What "tenant context" means
A tenant context is just the answer to one question: which tenant is the current user (or background job) acting on behalf of right now? Everything downstream - file paths, audit rows, future API authorisation checks - keys off that single answer.
Heratio resolves the tenant in this order, highest priority first:
- An explicit scope set in code by a background job or migration script.
- A static pin in
.env(AHG_TENANT_ID). - The tenant the user picked in the navbar switcher this session.
- The tenant attached to the authenticated user's profile.
- An
X-Tenant-IdHTTP header with a matching key (API integrations only). - A match against the request host (domain or subdomain).
- A match against the first URL path segment (when path-based tenancy is enabled).
- The
defaulttenant row. - The first active tenant, or no tenant at all on installs that have not configured any.
For most installations that means "the user's session" wins for browser traffic, and "the static pin" wins for cron and queue workers. The order is deliberately stable so a tenant switch always takes effect immediately on the next request without requiring a logout.
The default tenant
A brand-new install auto-seeds a single tenant row with code default, active, marked as the default. Existing single-tenant deployments keep working without operator action - every existing user implicitly belongs to this tenant. Operators can rename it from the Tenants admin page (/admin/tenants) at any time.
Storage paths
When tenants are added later, file uploads land under {storage_path}/tenant-{id}/ instead of the flat {storage_path}/ layout. Phase 1 ships the TenantFileService path helper that file-handling code will call from Phase 2 onwards; no existing files move yet.
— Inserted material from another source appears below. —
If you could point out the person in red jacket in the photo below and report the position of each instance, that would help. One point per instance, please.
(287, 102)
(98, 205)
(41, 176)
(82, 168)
The assign-rows migration command
When an existing install splits into multiple tenants, the historical rows have no tenant id. The new artisan command multi-tenant:assign-rows bulk-assigns a tenant id to all matching rows on a given table.
Typical usage:
php artisan multi-tenant:assign-rows information_object default
php artisan multi-tenant:assign-rows digital_object default --where "created_at < '2026-01-01'"
php artisan multi-tenant:assign-rows audit_log default --dry-run
The command refuses to run against a table that has no tenant_id column unless you pass --force (which is almost always a typo). Every successful run writes one row to the audit trail describing the table, tenant, filter, and rows-affected count, so the back-fill always leaves a trace.
Configuration
Three new keys live in config/ahg.php, all driven by environment variables:
tenant_id(AHG_TENANT_ID) - explicit pin. Leave empty for normal multi-tenant operation.tenant_resolution_strategy(AHG_TENANT_RESOLUTION_STRATEGY) - one ofdomain,subdomain,header,path,none. Defaults todomainso behaviour matches what installs are already running.tenant_api_key(AHG_TENANT_API_KEY) - shared secret consumed by header-based resolution. Empty disables header-based resolution entirely.
What is NOT yet in Phase 1
Hard data isolation across every API surface, queue, and cache landed only in this foundation; the actual enforcement middleware on every API call, plus the per-table tenant_id schema migrations on digital_object, the queue tables, and the cache, are tracked under Phase 2+ follow-ups. Until those land, tenant scoping is advisory for new code paths only. Existing single-tenant deployments are unaffected.